Archaeologists Uncover Spectacular Relief in 3,000-Year-Old Peruvian Temple
Researchers have discovered an enormous relief at the remains of a temple in northern Peru which depicts a man and bird of prey and dates back to about 1,000 BC. The finding suggests that the remains are a rare example of a temple with a huge frieze possibly surrounding the entire structure.
The 3 metre high by 2 metre wide relief shows a man that is depicted as a superhuman with feet made of monster faces and shin bones visible through the flesh. There is also an eagle-like bird of prey which was considered sacred in the ancient Andes.

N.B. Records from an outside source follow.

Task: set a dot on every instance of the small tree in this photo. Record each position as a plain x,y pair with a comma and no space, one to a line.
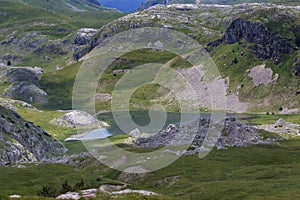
47,191
65,188
79,185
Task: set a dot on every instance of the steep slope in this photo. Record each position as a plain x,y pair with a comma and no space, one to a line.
39,33
255,47
149,3
21,141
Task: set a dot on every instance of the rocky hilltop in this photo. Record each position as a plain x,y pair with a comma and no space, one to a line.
149,3
234,133
22,141
239,38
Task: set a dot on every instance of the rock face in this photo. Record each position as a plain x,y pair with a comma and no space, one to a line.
21,141
78,119
84,35
234,133
150,3
262,75
23,84
264,43
282,127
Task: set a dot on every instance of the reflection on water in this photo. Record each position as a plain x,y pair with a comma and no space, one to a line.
141,118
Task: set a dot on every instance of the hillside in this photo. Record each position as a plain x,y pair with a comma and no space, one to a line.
45,29
149,3
21,141
255,47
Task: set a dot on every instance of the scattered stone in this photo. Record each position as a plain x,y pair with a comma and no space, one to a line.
84,35
282,128
78,119
234,133
262,75
15,196
264,43
22,141
103,97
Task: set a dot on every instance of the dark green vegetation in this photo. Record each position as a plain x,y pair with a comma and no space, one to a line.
52,22
257,172
149,3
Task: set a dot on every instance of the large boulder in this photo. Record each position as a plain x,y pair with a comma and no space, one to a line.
78,118
264,43
22,141
234,133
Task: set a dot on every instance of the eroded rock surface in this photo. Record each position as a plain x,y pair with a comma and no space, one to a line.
22,141
234,133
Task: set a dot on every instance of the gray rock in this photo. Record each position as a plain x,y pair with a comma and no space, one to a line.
84,35
27,92
78,118
264,43
234,133
24,142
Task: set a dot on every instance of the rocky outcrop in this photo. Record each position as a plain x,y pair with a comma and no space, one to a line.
23,84
234,133
82,39
83,36
28,92
78,118
297,70
149,3
263,43
21,141
282,127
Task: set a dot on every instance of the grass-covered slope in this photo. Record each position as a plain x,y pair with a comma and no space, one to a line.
234,59
40,32
257,172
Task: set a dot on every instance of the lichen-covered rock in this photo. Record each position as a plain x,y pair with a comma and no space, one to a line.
84,35
234,133
264,43
28,92
24,142
78,118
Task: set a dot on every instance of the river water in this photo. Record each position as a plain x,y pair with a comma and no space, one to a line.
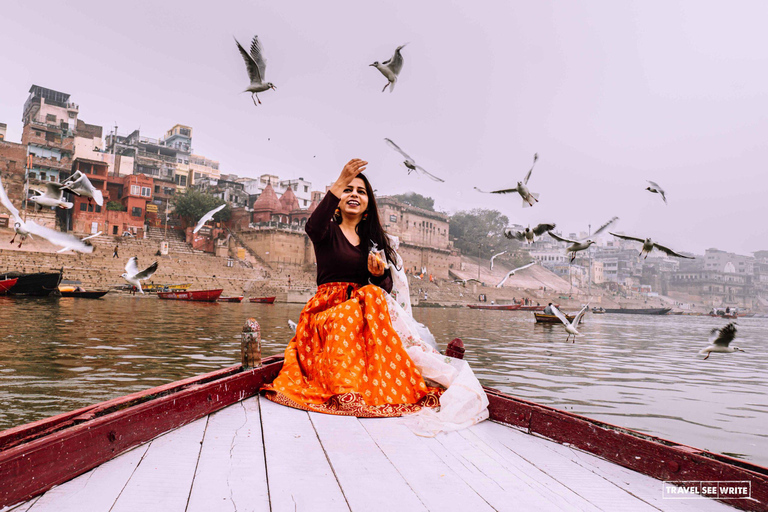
639,372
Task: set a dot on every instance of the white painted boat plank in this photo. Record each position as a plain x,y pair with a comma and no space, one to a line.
513,447
644,487
163,479
299,475
231,472
22,507
361,468
437,485
505,487
95,490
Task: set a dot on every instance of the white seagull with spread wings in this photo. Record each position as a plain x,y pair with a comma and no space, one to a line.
529,198
512,272
28,228
53,196
580,245
649,245
208,216
410,163
80,185
570,327
720,340
256,67
391,68
133,276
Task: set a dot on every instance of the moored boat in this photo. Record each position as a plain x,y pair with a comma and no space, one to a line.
231,299
221,454
192,295
37,284
640,311
262,300
495,307
76,291
6,284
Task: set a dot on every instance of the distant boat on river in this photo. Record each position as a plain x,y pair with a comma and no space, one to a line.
37,284
192,295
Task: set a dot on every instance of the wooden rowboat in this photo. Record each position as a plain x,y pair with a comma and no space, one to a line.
7,284
262,300
192,295
495,307
235,450
231,299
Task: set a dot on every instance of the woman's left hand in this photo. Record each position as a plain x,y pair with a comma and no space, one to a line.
375,265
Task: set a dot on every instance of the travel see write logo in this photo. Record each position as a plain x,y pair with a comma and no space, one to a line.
714,490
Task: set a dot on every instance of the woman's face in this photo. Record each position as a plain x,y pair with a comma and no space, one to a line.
354,199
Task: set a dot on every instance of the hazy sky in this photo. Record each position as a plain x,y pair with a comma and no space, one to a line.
608,93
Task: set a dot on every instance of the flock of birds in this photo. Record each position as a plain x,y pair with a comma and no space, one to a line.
255,63
256,67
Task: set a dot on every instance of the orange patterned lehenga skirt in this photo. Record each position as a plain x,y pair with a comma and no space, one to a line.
346,359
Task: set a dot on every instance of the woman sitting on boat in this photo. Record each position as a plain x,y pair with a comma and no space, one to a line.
357,350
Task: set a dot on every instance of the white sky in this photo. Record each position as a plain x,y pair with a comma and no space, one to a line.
608,93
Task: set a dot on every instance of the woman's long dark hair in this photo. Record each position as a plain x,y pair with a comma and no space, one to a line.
369,228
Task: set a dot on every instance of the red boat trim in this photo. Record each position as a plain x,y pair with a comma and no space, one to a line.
33,467
649,455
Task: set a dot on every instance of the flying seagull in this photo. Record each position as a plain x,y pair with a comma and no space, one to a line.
656,189
410,163
256,66
82,240
720,340
529,198
133,276
648,246
512,272
570,327
391,68
580,245
28,228
208,216
494,257
528,234
51,197
80,185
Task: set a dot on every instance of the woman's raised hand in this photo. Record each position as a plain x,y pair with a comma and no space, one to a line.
351,170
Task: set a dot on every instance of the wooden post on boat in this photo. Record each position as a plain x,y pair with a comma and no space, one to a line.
455,349
250,344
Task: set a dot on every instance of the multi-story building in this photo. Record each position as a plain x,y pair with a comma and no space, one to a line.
50,122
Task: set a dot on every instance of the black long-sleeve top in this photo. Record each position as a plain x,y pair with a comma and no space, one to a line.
337,259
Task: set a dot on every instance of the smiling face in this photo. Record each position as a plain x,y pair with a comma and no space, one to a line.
354,199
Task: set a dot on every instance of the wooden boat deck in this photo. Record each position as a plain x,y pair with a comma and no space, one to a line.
256,455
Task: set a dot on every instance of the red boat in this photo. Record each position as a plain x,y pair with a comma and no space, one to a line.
193,295
498,307
231,299
6,285
263,300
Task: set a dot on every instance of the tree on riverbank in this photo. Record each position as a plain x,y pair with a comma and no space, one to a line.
192,205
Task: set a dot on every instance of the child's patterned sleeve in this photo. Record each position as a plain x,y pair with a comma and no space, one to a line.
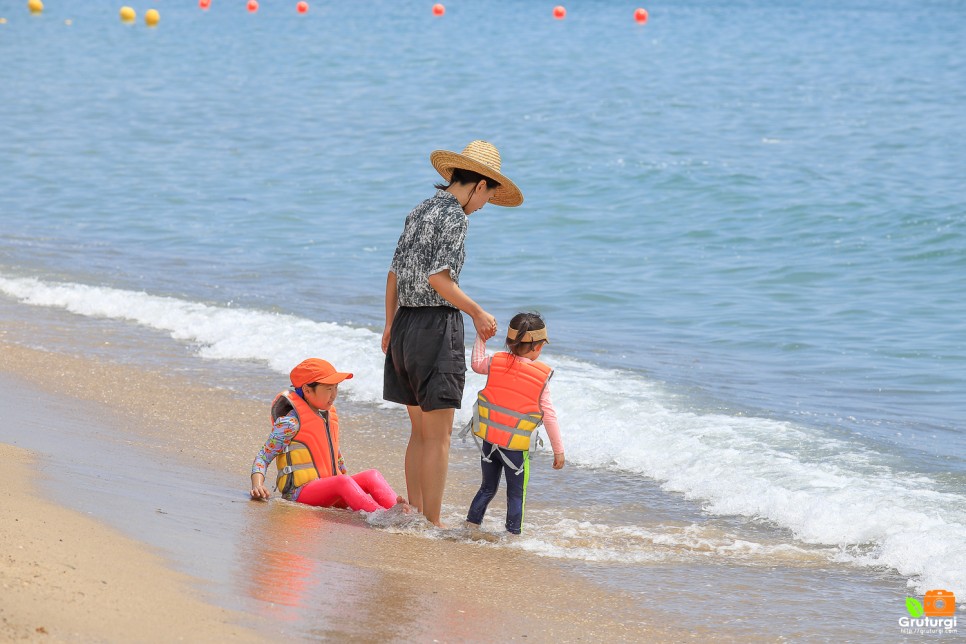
283,430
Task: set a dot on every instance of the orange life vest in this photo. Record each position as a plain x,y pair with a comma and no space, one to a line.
508,408
313,451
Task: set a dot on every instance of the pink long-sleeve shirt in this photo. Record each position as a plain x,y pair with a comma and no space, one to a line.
480,362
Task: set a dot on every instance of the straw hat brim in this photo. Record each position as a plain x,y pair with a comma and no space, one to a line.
506,195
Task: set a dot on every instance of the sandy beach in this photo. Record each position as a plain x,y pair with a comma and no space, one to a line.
67,577
294,571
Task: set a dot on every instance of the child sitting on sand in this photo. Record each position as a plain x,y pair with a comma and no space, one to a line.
514,403
305,445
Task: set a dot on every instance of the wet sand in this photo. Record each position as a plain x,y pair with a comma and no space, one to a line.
164,459
66,577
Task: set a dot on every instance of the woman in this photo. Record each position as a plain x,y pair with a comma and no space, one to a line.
423,339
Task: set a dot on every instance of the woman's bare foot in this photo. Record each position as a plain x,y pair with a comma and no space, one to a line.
406,508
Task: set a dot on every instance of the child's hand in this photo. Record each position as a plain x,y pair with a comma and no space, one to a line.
259,491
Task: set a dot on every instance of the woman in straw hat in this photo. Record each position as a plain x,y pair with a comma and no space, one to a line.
423,339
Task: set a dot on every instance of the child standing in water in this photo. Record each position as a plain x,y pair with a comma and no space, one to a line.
514,403
305,446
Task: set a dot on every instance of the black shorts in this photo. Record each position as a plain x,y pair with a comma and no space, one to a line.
426,360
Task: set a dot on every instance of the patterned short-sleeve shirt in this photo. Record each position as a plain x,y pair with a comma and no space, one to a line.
432,240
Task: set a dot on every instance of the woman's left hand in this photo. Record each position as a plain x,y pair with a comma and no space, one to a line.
385,338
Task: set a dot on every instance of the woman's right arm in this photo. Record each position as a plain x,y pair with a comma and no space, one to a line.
479,360
392,305
442,282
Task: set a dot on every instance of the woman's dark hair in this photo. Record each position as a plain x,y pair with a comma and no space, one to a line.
462,176
523,322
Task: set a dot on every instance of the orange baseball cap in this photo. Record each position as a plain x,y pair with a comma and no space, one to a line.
316,370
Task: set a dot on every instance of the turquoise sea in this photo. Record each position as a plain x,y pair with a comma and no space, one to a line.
745,223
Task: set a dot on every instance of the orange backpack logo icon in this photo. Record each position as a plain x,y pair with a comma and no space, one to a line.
939,603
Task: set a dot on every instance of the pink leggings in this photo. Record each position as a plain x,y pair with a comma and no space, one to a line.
363,491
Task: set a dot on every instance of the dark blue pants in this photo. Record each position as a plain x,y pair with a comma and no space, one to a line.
516,487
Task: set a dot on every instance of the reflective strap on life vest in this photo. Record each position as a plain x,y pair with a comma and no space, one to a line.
503,410
535,443
288,469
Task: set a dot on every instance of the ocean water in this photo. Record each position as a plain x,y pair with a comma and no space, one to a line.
744,222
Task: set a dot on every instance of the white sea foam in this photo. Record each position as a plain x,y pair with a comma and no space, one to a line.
828,492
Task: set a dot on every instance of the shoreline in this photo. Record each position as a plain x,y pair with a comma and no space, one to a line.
398,585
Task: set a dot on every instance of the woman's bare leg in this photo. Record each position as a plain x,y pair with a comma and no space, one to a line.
414,457
437,428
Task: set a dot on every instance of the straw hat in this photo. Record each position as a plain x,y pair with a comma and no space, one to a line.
483,158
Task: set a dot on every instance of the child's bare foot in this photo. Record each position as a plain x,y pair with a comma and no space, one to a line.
406,508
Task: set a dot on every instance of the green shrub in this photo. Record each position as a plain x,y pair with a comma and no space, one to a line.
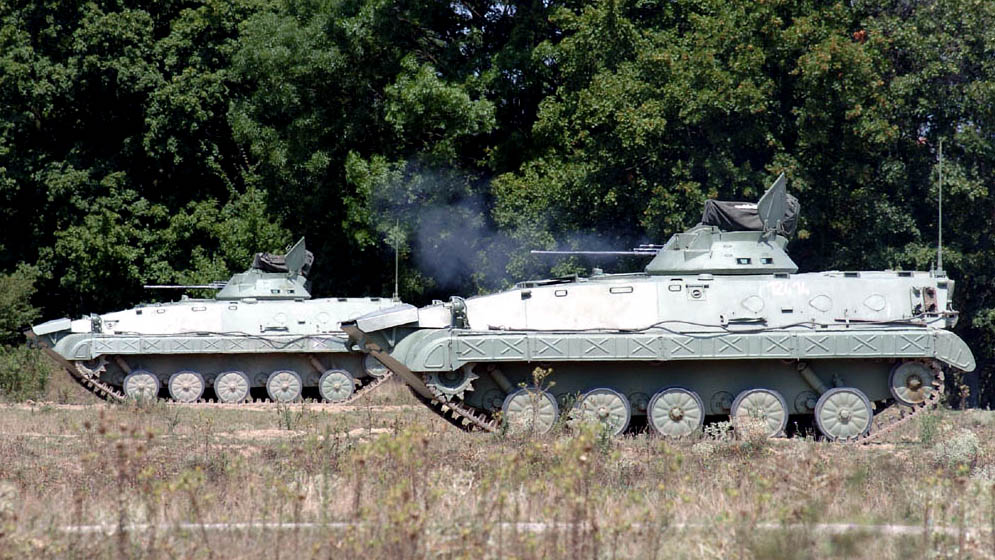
959,448
24,373
16,311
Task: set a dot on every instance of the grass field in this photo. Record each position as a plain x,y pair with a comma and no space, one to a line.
387,479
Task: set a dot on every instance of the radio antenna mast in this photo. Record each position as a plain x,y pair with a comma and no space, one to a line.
397,227
939,238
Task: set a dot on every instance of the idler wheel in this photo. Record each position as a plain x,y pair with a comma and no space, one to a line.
453,383
373,367
604,406
186,386
765,405
530,410
336,385
843,413
284,386
911,383
141,385
232,387
676,412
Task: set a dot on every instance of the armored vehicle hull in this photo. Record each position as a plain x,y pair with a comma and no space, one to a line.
720,325
262,337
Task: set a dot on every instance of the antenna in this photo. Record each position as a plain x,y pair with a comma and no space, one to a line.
939,227
397,227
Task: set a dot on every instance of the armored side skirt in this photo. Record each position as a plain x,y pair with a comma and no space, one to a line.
90,346
446,350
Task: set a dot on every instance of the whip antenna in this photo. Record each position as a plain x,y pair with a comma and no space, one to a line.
939,238
397,227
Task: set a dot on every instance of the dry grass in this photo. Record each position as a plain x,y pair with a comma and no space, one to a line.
386,479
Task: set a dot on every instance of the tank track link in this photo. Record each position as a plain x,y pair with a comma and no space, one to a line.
90,380
882,426
888,420
456,413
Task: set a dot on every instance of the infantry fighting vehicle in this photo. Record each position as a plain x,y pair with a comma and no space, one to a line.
720,324
261,332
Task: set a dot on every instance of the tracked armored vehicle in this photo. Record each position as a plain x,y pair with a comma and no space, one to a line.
261,335
719,324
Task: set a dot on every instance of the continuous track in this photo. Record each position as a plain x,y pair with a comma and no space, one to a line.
90,380
886,421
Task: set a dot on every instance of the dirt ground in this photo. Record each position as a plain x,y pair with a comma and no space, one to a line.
386,478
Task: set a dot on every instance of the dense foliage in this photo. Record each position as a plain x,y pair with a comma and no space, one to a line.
167,141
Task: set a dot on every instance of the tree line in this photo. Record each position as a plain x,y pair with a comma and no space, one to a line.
166,142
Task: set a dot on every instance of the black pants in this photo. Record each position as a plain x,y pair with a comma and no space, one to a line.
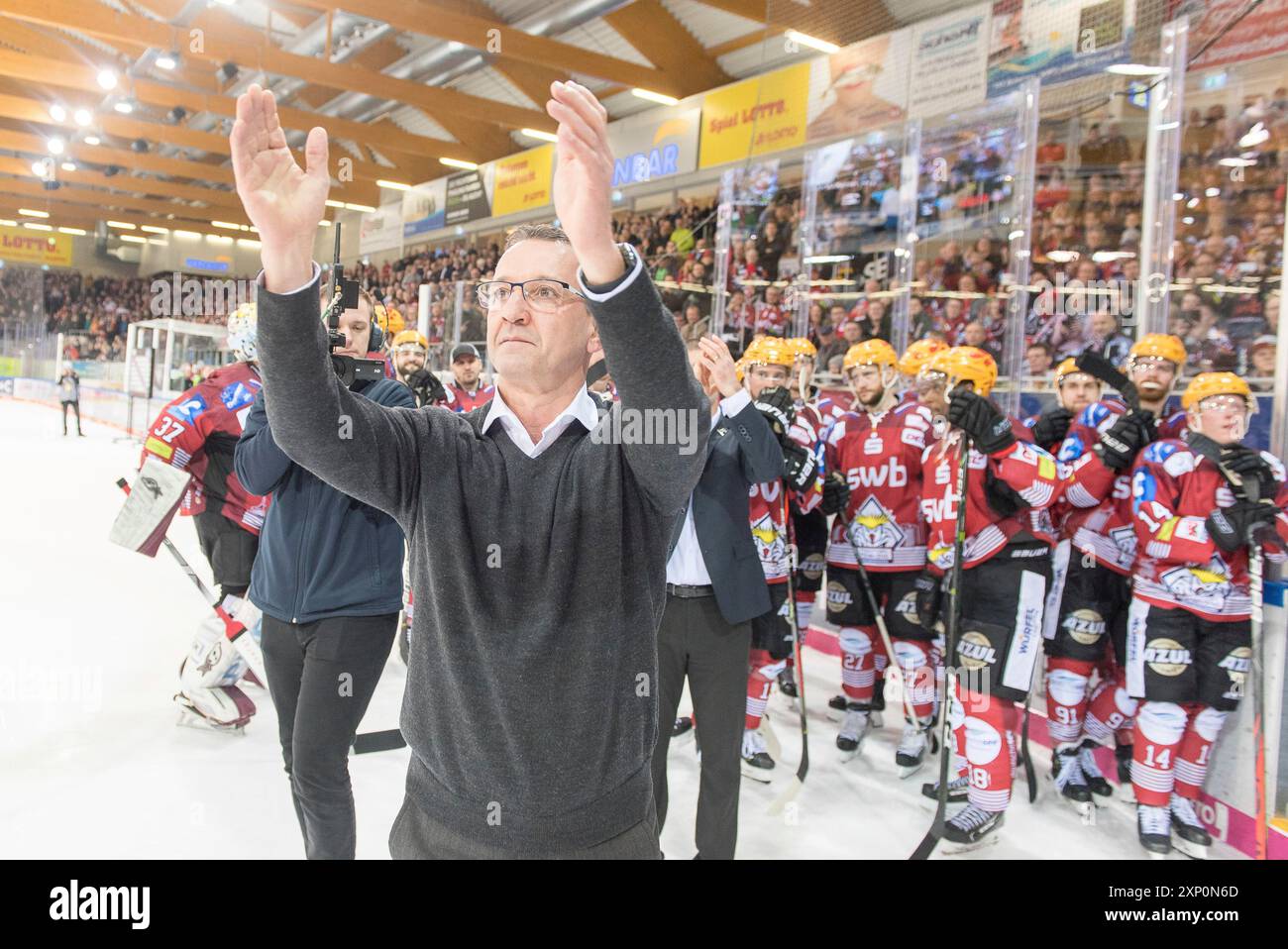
230,549
696,640
75,407
321,677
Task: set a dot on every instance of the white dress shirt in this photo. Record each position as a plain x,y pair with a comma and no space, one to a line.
687,567
583,408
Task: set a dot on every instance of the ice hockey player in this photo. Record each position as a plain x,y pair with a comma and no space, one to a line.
408,359
877,449
198,433
913,361
467,389
767,368
814,412
1006,567
1095,571
1189,631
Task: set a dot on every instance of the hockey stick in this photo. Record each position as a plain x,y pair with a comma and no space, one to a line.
954,582
236,634
799,778
390,739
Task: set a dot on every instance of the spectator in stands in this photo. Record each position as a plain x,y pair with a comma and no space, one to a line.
1039,359
1261,364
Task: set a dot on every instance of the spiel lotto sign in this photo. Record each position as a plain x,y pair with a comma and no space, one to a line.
26,246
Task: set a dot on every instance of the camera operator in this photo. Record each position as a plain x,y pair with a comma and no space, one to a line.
329,580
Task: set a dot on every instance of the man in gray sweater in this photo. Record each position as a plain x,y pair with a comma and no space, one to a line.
537,529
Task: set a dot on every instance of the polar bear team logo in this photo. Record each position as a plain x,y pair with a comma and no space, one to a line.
769,542
1199,584
875,527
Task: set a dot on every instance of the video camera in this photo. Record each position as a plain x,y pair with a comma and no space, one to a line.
344,296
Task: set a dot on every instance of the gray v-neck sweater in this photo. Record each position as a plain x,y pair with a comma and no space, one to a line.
531,703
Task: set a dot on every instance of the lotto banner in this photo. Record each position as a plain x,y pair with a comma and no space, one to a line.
26,246
756,116
522,181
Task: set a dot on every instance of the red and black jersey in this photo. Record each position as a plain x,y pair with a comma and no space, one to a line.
1096,510
880,459
1177,563
198,433
462,400
1024,469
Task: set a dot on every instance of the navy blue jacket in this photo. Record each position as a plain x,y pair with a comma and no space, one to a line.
321,553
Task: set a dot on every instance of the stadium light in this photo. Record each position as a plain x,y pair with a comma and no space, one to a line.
811,42
655,97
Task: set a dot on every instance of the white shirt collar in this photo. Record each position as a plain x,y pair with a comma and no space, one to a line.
583,408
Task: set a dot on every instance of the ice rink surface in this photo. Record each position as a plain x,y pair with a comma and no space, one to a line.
93,764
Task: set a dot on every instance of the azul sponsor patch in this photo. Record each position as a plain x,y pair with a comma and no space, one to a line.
188,410
1167,657
975,651
1085,626
236,395
158,447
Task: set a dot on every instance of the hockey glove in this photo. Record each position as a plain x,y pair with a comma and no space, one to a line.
798,467
780,410
836,493
928,593
978,417
1249,464
1052,426
1121,442
1231,525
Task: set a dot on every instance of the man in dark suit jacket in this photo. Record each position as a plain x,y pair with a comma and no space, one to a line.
715,587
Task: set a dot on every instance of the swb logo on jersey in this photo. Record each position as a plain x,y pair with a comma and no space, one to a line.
837,596
1085,626
975,651
1166,657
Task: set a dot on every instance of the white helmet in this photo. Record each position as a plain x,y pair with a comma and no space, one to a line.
241,333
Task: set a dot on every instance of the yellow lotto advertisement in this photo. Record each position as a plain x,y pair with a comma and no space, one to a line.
760,115
27,246
523,180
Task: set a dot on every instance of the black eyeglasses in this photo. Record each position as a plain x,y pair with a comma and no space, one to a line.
541,294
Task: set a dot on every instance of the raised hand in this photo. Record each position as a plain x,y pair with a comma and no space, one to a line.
584,180
283,201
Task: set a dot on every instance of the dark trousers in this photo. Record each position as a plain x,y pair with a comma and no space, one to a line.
321,677
415,836
75,407
696,641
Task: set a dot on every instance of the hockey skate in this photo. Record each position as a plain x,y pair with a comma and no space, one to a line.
971,828
189,716
911,754
756,763
1192,838
854,729
1154,828
1102,791
1067,777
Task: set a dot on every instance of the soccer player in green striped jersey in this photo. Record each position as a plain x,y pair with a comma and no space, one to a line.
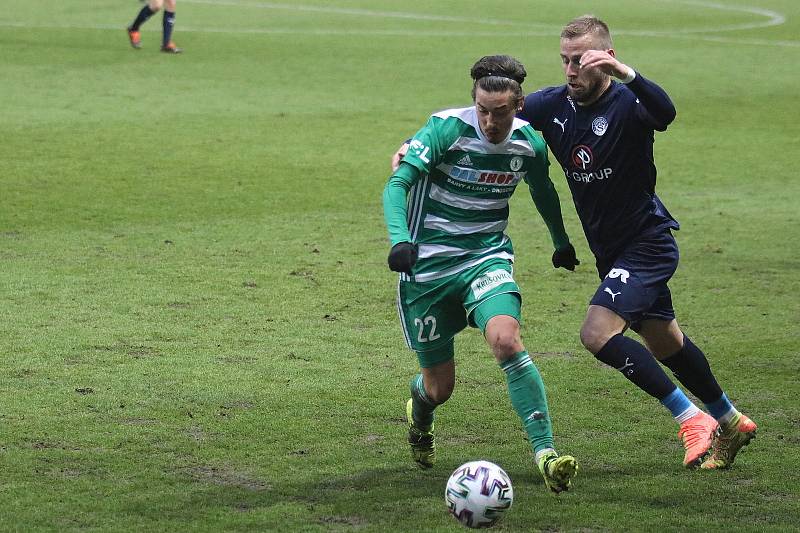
446,209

The relic was unearthed by Koichiro Shibata, an associate professor who specializes in Andean archaeology, during an excavation conducted at the Huaca Partida ruins, which are located about 400 kilometres northwest of Lima. The site contains the remains of a palace and temple with chambers and three layers of bases.
The largest known relief dating from the ancient Andean civilization, which measured 3 metres high by 4 metres wide and featured a jaguar, was found at the same ruins in 2005. The reliefs found by Shibata relate to the east and south walls of a chamber on the top place. The latest discovery suggests that the north and west walls are also covered in a relief and further work will be undertaken to try to establish this.
“There must be more than 10 reliefs that we haven’t excavated yet,” said Shibata. “The discovery of reliefs on such a scale is unprecedented. It’s a big discovery.”